Sobre la presencia argentina, detalló que “durante el lanzamiento, se desplegará el microsatélite argentino Atenea de la Comisión Nacional de Actividades Espaciales (CONAE), en conjunto desarrollado con la empresa argentina VENG SA., además del Instituto Argentino de Radioastronomia (IAR), la Comisión Nacional de Energía Atómica (CNEA), la Universidad Nacional de La Plata (UNEP), la Universidad Nacional de San Martín (UNSAM), y la Facultad de Ingeniería de la Universidad de Buenos Aires (FIUBA)”.
— Oficina del Presidente (@OPRArgentina) 16 de enero de 2026
“Este microsatélite argentino permitirá validar tecnologías críticas para futuras misiones espaciales dando información fundamental a la NASA. Una vez en el espacio, Atenea medirá la radiación en órbitas profundasevaluará componentes para uso espacial, captará datos GPS para órbitas de transferencia geoestacionaria, y validará enlaces de comunicación de largo alcance”, agrega el comunicado.
Por último, el escrito de la Oficina del Presidente explica cuál es, según el Gobierno, la importancia de la colaboración, además de la tecnológica: “El lanzamiento requiere los estándares de calidad y confiabilidad más exigentes del mundo para actividades espaciales, por lo que quedar seleccionado demuestra el alto nivel de las capacidades técnicas y operativas que mantiene la República Argentina.

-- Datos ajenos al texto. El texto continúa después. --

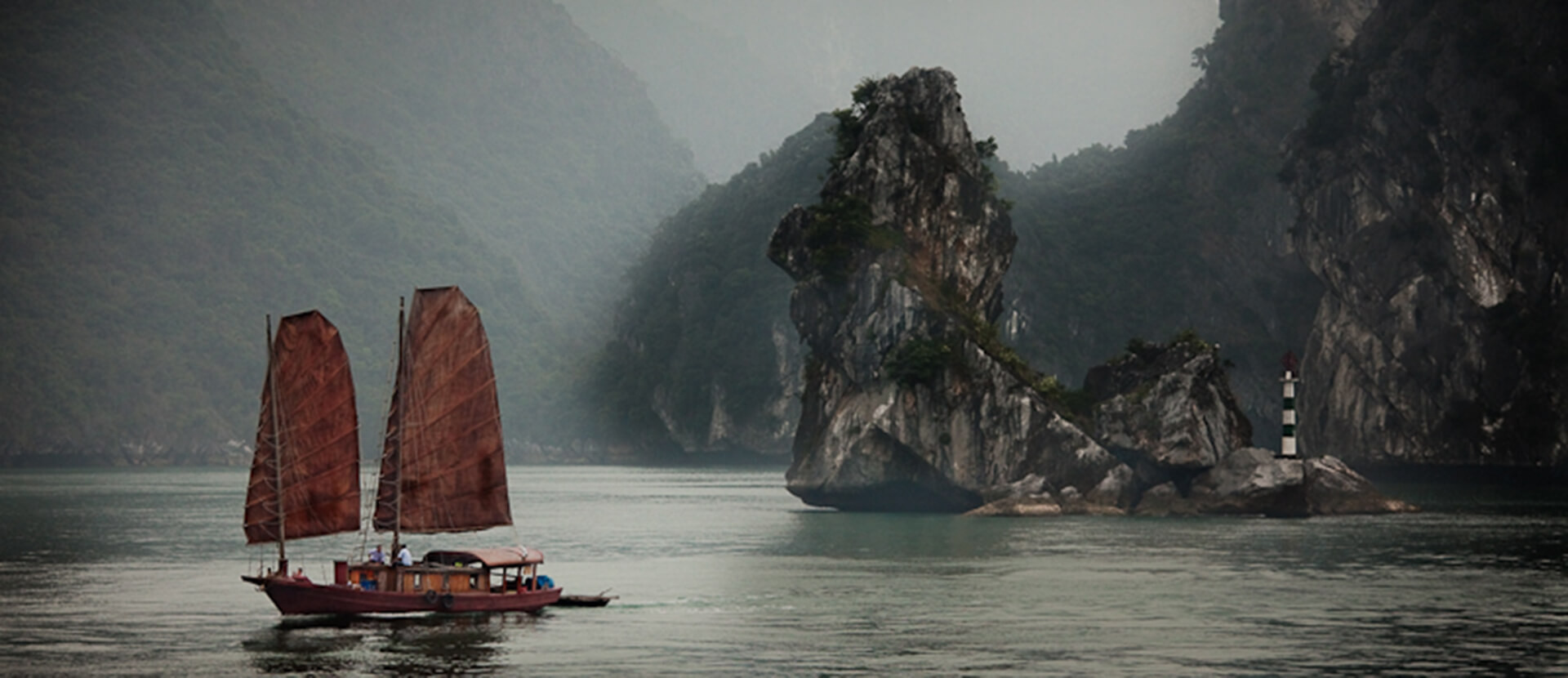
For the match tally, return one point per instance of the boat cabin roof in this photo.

“El desarrollo tecnológico y la investigación en asuntos estratégicos es la prioridad de la inversión en ciencia de este Gobierno, mientras se eficientizan los recursos a partir de la eliminación de gastos innecesarios en áreas sociales o politológicas”, concluye el comunicado.
El anuncio de la Oficina del Presidente no llega aleatoriamente este viernes, sino que responde al calendario de la propia expedición. La misión Artemis II, que llevará en febrero de este año a cuatro astronautas en un histórico vuelo alrededor de la Tierra y pasará por la Luna, dará este sábado un paso clave con el traslado y montaje del cohete Space Launch System (SLS) de la NASA y la cápsula Orion en la plataforma de lanzamiento del Centro Espacial Kennedy, en Florida, sur de los Estados Unidos.
El traslado de la nave este sábado, entre el edificio de ensamblaje y la plataforma, a unos 1,6 km/h en un tramo de 6,5 kilómetros, representa uno de los hitos más delicados de la preparación previa al despegue, según afirmaron este viernes directivos de la NASA en una rueda de prensa.
Esta primera misión tripulada del programa Artemis, de diez días de duración estipulada total, consistirá en un vuelo alrededor de la Luna sin alunizajesiguiendo una trayectoria conocida como “free return”, que permitirá que la nave Orion rodee el satélite natural y regrese a la Tierra utilizando la gravedad lunar.
Artemis II, que validará los sistemas de propulsión, navegación, comunicaciones y soporte vital de Orion, será la aproximación humana más cercana a la Luna desde la misión Apolo 17 de 1972. Su éxito será fundamental para avanzar a Artemis III, que prevé devolver astronautas a la superficie lunar.